Jean Améry
Çev.: Aydın Gelmez
Sel Yayıncılık
216 Sayfa, Ocak 2025
Edinmek için
Auschwitz ve Buchenwald toplama kamplarında yaşadığı fiziksel ve ruhsal acılar üzerinden toplumsal riyakârlıkla yüzleşen Jean Améry, İstemli Ölüm‘de bireyin kendi yaşamı üzerindeki egemenliğini tartışıyor ve intihara dair tabuları radikal bir şekilde sorguluyor.
Améry, intiharı bir çaresizlik eylemi olarak değil, aksine, insanın kendi varoluşu üzerindeki sahici egemenliğinin nihai ifadesi olarak değerlendiriyor. Kendi yaşamını sona erdirme kararını özgürlüğün en saf şekli olarak sunarken, yaşam ile bireyin kendi kaderini belirleme özgürlüğü olan istemli ölümü mantıksal açıdan karşılaştırıyor.
Bu başına buyruk metni varoluşçu ya da psikanalitik bir temelden değerlendirmek güç.
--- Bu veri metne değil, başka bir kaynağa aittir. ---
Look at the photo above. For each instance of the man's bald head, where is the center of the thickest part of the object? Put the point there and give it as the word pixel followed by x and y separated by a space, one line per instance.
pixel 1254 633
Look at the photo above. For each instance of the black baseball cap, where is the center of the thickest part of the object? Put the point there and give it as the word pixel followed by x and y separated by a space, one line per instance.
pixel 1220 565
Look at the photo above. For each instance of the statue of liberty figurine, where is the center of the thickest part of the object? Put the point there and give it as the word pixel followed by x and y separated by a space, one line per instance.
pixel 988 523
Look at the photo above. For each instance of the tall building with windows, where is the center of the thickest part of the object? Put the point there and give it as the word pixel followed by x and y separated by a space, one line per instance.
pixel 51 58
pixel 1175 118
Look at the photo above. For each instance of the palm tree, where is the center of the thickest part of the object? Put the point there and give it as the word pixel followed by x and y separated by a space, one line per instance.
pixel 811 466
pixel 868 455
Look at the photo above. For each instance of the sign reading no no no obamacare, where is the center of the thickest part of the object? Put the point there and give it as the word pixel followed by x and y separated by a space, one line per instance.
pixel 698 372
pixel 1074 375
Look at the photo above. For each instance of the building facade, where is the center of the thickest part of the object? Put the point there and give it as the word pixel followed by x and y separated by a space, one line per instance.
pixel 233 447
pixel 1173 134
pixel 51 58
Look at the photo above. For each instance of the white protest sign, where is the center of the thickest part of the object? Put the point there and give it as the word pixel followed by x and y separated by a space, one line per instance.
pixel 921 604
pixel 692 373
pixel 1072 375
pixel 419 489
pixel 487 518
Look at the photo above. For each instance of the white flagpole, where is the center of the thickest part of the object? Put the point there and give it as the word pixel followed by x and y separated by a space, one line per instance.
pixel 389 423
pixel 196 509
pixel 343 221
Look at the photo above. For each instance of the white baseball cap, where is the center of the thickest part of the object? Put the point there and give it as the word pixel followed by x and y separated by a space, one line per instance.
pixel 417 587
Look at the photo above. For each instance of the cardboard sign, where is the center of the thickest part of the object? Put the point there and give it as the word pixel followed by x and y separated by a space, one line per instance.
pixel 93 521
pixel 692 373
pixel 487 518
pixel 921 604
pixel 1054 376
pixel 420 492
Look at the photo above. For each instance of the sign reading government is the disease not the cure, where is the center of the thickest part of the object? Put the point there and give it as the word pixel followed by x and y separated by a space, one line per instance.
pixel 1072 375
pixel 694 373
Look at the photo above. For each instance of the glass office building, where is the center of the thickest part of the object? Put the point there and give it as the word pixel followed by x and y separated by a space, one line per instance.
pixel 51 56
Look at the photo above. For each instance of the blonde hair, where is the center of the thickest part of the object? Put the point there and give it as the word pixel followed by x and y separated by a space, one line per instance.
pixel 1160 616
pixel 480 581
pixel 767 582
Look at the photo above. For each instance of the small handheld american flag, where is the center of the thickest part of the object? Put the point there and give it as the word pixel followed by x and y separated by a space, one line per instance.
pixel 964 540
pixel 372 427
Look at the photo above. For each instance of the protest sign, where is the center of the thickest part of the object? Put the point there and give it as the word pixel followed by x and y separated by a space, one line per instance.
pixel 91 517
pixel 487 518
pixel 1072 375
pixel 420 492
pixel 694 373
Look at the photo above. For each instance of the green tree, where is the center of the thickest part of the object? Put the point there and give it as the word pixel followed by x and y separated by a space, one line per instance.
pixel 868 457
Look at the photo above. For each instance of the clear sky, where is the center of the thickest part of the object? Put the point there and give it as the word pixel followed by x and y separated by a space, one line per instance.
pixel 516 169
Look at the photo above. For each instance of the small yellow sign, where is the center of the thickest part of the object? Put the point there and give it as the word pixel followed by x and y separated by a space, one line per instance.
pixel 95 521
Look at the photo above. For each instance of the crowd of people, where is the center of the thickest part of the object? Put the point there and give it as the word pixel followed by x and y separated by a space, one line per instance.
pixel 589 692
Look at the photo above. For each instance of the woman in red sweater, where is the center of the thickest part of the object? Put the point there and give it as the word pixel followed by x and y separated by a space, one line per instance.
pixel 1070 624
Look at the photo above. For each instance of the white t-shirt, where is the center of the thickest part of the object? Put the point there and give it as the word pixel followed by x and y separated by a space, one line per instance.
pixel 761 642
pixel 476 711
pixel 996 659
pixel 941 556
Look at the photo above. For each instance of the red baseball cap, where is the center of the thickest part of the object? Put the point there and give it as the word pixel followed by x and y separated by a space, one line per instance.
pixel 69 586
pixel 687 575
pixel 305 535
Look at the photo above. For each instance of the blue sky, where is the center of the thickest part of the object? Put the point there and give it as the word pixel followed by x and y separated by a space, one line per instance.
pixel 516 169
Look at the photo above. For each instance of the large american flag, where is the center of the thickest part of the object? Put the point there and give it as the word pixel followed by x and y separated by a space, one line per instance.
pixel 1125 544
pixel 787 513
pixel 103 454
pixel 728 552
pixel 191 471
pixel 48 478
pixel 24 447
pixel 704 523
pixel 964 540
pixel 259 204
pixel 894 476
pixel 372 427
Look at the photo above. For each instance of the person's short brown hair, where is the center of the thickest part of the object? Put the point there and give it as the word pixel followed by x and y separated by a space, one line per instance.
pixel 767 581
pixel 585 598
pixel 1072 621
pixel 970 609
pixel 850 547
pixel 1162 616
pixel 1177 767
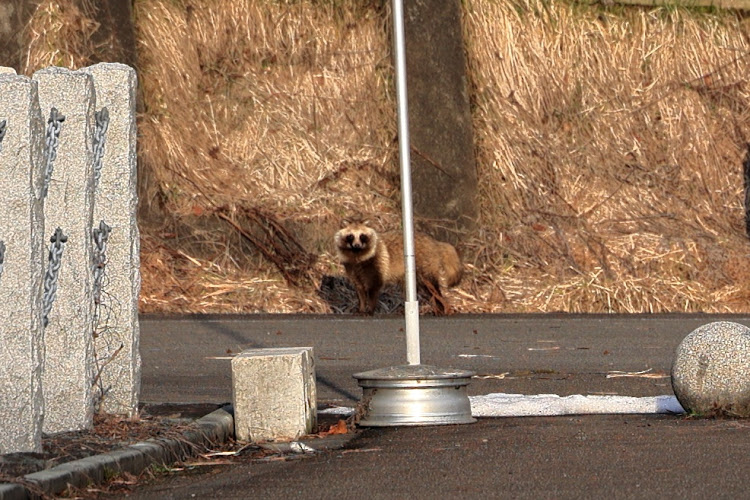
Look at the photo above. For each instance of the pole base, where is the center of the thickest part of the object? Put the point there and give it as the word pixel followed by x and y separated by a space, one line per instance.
pixel 415 395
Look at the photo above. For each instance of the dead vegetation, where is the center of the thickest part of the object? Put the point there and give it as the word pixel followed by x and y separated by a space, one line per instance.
pixel 611 146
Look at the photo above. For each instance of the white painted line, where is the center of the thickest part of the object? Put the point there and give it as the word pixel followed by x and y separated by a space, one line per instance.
pixel 541 405
pixel 520 405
Üstelik Améry’nin bu yaklaşımların intihara dair kavramsal analizlerini delik deşik ettiği bir durumda daha da güç. Bu nedenle iki yıl sonra gerçekleştireceği eylemi belki de çoktan kafasına koymuş bir yazarın sahiciliği olarak okunması gereken İstemli Ölüm, çağımızın bireysel ve toplumsal varoluş krizlerini anlama yolunda, derin bir farkındalık sunan nadir eserlerden biri.
JEAN AMÉRY
Jean Améry (Hans Mayer), 1912’de Viyana’da doğdu. Yahudi bir baba ve Katolik bir annenin tek çocuğuydu. Babası Birinci Dünya Savaşı’nda hayatını kaybetti. Ekonomik zorluklar yüzünden öğrenimini yarıda keserek çalışmaya başladı fakat yazma isteği genç yaşta içine işlemişti. 1934-35’te ilk romanı Die Schiffbrüchigen‘i yazdı. Hitler rejimine baştan beri karşı dursa da ancak Avusturya’nın ilhakı ve Nazilerin artan zulmüyle ayırdına vardığı Yahudi kimliği, 1935’te Nürnberg Yasaları’yla resmen tescillendi. Kendisi gibi Yahudi eşi Regine’yle birlikte Belçika’ya kaçtı. 1940’ta Antwerp’te yakalandı, Fransa’nın güneyinde bir toplama kampına gönderildi, bir yıl sonra kamptan kaçmayı başararak Belçika’da direniş hareketine katıldı. 1943’te Nazi karşıtı broşür dağıtırken tutuklandı. Fort Breendonk’ta günlerce süren sorgusunda ağır işkence gördü. Sonrasında sırasıyla Auschwitz, Buchenwald ve Bergen-Belsen kamplarında tutuldu. Bu sırada eşi kalp rahatsızlığı nedeniyle hayatını kaybetti. Savaş bittikten sonra Brüksel’de gazetelere yazılar yazdı. 50’lerden itibaren Jean Améry adını kullanmaya başladı. Almanya’ya yıllar sonra ilk kez Auschwitz davalarının başlamasının ardından, bir radyo konuşması yapmak üzere ayak bastı. 1966’da yayımlanan Suç ve Kefaretin Ötesinde ile Holokost yazınının güçlü kalemlerinden biri haline geldi. Sivri söylemiyle en az onun kadar ses getiren İstemli Ölüm‘ü yazdıktan iki yıl sonra 17 Ekim 1978 günü hayatına son verdi.